L’analisi della Gazzetta dello Sport dopo Roma-Udinese:
Quando si dice personalità da capolista. Dopo aver visto per una manciata di ore l’Inter riprendere la testa della classifica, la Roma decide di andare di fretta, chiudendo virtualmente la pratica in 9 minuti e riafferrando subito il primato grazie a un perentorio 3-1 su una modesta Udinese, che pure in trasferta finora aveva fatto registrare le cose migliori, con gli acuti sui campi di Juve e Bologna. È la quinta vittoria consecutiva in campionato per la squadra di Garcia che – nonostante gli appelli dei vertici societari – gioca sempre più in un Olimpico semivuoto, soprattutto per le polemiche defezioni di gran parte della curva Sud, che addirittura fischia chi decide di tifare: un’assurdità. Gli assenti però si perdono le reti di Pjanic e Maicon, Gervinho e la rete della bandiera di Thereau, il che consente ai giallorossi – col miglior attacco (25 reti: nelle prime 10 giornate solo nel 1960-61 avevano fatto meglio) – di allungare a 21 la striscia di partite con gol in campionato. 

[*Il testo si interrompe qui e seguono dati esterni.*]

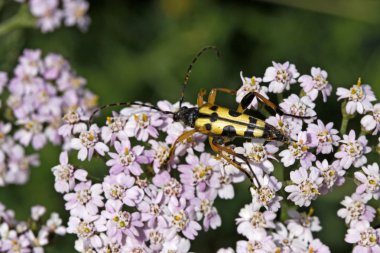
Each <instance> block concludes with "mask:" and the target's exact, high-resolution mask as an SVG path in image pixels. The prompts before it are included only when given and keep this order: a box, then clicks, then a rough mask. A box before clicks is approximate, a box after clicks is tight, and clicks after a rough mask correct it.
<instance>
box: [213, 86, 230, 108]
mask: <svg viewBox="0 0 380 253" xmlns="http://www.w3.org/2000/svg"><path fill="white" fill-rule="evenodd" d="M218 91H220V92H223V93H227V94H230V95H236V90H232V89H227V88H214V89H212V90H211V91H210V93H209V94H208V99H207V103H209V104H212V105H213V104H214V103H215V99H216V93H217V92H218Z"/></svg>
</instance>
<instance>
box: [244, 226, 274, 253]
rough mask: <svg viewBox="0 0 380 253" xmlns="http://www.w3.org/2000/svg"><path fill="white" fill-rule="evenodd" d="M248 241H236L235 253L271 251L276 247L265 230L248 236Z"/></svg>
mask: <svg viewBox="0 0 380 253" xmlns="http://www.w3.org/2000/svg"><path fill="white" fill-rule="evenodd" d="M248 239H249V240H248V241H245V240H241V241H238V242H237V243H236V253H251V252H257V253H271V252H276V250H277V249H278V248H277V247H276V244H275V243H274V241H273V239H272V237H271V236H269V235H267V234H266V232H265V231H257V232H256V233H253V234H251V235H250V237H249V238H248Z"/></svg>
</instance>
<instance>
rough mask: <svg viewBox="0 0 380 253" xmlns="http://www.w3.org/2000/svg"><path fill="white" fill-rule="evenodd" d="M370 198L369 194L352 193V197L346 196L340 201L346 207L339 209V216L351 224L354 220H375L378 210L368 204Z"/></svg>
mask: <svg viewBox="0 0 380 253" xmlns="http://www.w3.org/2000/svg"><path fill="white" fill-rule="evenodd" d="M368 200H369V197H368V196H361V195H359V194H356V193H354V194H352V196H351V197H348V196H345V197H344V200H343V201H342V202H340V203H341V204H342V205H343V206H344V208H341V209H339V210H338V216H339V217H341V218H343V219H345V222H346V224H351V223H352V222H354V221H363V220H364V221H368V222H371V221H373V219H374V218H375V213H376V210H375V209H374V208H373V207H371V206H369V205H366V203H367V202H368Z"/></svg>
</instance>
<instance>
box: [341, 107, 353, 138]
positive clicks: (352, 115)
mask: <svg viewBox="0 0 380 253" xmlns="http://www.w3.org/2000/svg"><path fill="white" fill-rule="evenodd" d="M346 105H347V101H344V102H343V103H342V107H341V111H342V124H341V125H340V133H341V134H342V135H343V134H346V132H347V126H348V122H349V121H350V119H352V118H354V115H350V114H348V113H347V111H346Z"/></svg>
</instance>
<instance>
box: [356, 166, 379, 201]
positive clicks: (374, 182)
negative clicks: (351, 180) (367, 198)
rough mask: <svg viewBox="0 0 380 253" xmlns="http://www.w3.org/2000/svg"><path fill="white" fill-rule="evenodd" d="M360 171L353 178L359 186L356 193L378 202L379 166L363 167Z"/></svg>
mask: <svg viewBox="0 0 380 253" xmlns="http://www.w3.org/2000/svg"><path fill="white" fill-rule="evenodd" d="M362 171H363V172H362ZM362 171H357V172H355V178H356V179H357V180H358V183H359V186H358V187H357V188H356V193H358V194H366V195H369V197H370V198H374V199H376V200H378V199H379V198H380V171H379V165H378V164H377V163H373V164H372V165H368V166H363V167H362Z"/></svg>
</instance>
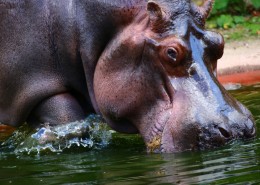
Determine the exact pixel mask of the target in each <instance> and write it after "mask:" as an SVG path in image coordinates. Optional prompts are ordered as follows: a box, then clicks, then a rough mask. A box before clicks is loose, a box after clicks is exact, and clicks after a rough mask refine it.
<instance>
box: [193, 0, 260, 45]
mask: <svg viewBox="0 0 260 185" xmlns="http://www.w3.org/2000/svg"><path fill="white" fill-rule="evenodd" d="M194 1H195V2H196V3H197V4H198V5H200V4H202V2H203V0H194ZM206 27H207V28H208V29H213V30H214V29H217V30H218V32H221V33H222V34H223V35H224V37H225V39H226V40H240V39H247V38H249V37H259V36H260V0H215V3H214V6H213V10H212V12H211V14H210V16H209V18H208V20H207V23H206Z"/></svg>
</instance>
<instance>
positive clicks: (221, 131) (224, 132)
mask: <svg viewBox="0 0 260 185" xmlns="http://www.w3.org/2000/svg"><path fill="white" fill-rule="evenodd" d="M218 129H219V131H220V133H221V134H222V135H223V136H224V137H225V138H230V136H231V135H230V133H229V132H228V131H227V130H226V129H224V128H222V127H218Z"/></svg>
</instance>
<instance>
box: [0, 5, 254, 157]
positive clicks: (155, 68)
mask: <svg viewBox="0 0 260 185" xmlns="http://www.w3.org/2000/svg"><path fill="white" fill-rule="evenodd" d="M211 5H212V1H205V2H204V4H203V6H202V7H197V6H196V5H194V4H193V3H191V2H190V0H185V1H180V0H153V1H148V2H147V1H145V0H121V1H119V0H118V1H105V0H103V1H102V0H95V1H92V0H62V1H61V0H52V1H47V0H41V1H35V0H0V70H1V72H0V96H1V99H0V122H1V123H3V124H7V125H11V126H19V125H21V124H22V123H24V122H27V123H28V124H30V125H32V126H33V127H39V125H40V124H42V123H49V124H52V125H58V124H63V123H68V122H72V121H75V120H81V119H84V118H85V117H86V116H87V115H88V114H90V113H98V114H101V115H102V116H103V117H104V119H105V120H106V121H107V123H108V124H109V125H110V126H111V127H112V128H113V129H115V130H117V131H119V132H125V133H140V134H141V135H142V137H143V138H144V141H145V143H146V144H147V147H148V150H150V151H155V152H175V151H183V150H190V149H201V148H210V147H215V146H220V145H223V144H224V143H226V142H227V141H229V140H231V139H234V138H250V137H253V136H254V135H255V124H254V121H253V118H252V116H251V114H250V112H249V111H248V110H247V109H246V108H245V107H244V106H243V105H242V104H240V103H239V102H237V101H236V100H235V99H233V98H232V97H231V96H230V95H229V94H228V93H227V92H226V91H225V89H224V88H223V87H222V86H221V85H220V84H219V82H218V81H217V79H216V74H215V71H216V66H217V60H218V59H219V58H220V57H221V56H222V54H223V47H224V42H223V39H222V36H221V35H219V34H217V33H215V32H210V31H206V30H205V29H204V23H205V19H206V17H207V16H208V14H209V11H210V9H211Z"/></svg>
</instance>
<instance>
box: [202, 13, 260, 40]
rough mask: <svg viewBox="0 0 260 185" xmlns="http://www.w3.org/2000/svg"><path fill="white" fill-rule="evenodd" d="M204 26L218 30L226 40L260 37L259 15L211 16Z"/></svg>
mask: <svg viewBox="0 0 260 185" xmlns="http://www.w3.org/2000/svg"><path fill="white" fill-rule="evenodd" d="M206 28H207V29H209V30H214V31H217V32H220V33H221V34H222V35H223V36H224V38H225V40H226V41H227V42H229V41H234V40H247V39H259V38H260V17H256V16H255V17H252V16H245V17H244V16H231V15H221V16H219V17H215V18H211V19H209V20H208V21H207V23H206Z"/></svg>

UDINE RINUNCIA L’impressione è che i friulani perdano la partita ancora prima di scendere in campo, visto che Colantuono – pensando già al Sassuolo – in avvio tiene fuori Felipe, Adnan, Lodi, Bruno Fernandes e Di Natale: mezza squadra titolare. Con queste premesse, nessuna sorpresa che la Roma non soffra le squalifiche di De Rossi e Salah, il che consente a Garcia di rispolverare in difesa un Maicon con la vena dei giorni belli, costruendo una mediana a tre con Nainggolan vertice basso, Florenzi (per la prima volta capitano dall’inizio) interno di destra e Pjanic pronto a scivolare sulle zolle del trequartista, creando a volte un leggibile 4-2-3-1 quando Gervinho e Iago Falque si allargano sulle fasce dietro a Dzeko, ancora una volta non in gol ma utile nella costruzione. Ai bianconeri, quindi, a poco serve Iturra davanti a una difesa a tre che imbarca acqua, soprattutto quando sulle fasce Pasquale – utile in appoggio – soffre davanti a Maicon, anche perché poco aiutato da Marquinho e Piris, ex non rimpianti. Ne consegue che Badu prova a predicare in una trequarti desolata, dove Perica si batte più di un Thereau che solo nella ripresa troverà la zampata giusta. Risultato: in meno di dieci minuti la gara va di fatto in archivio.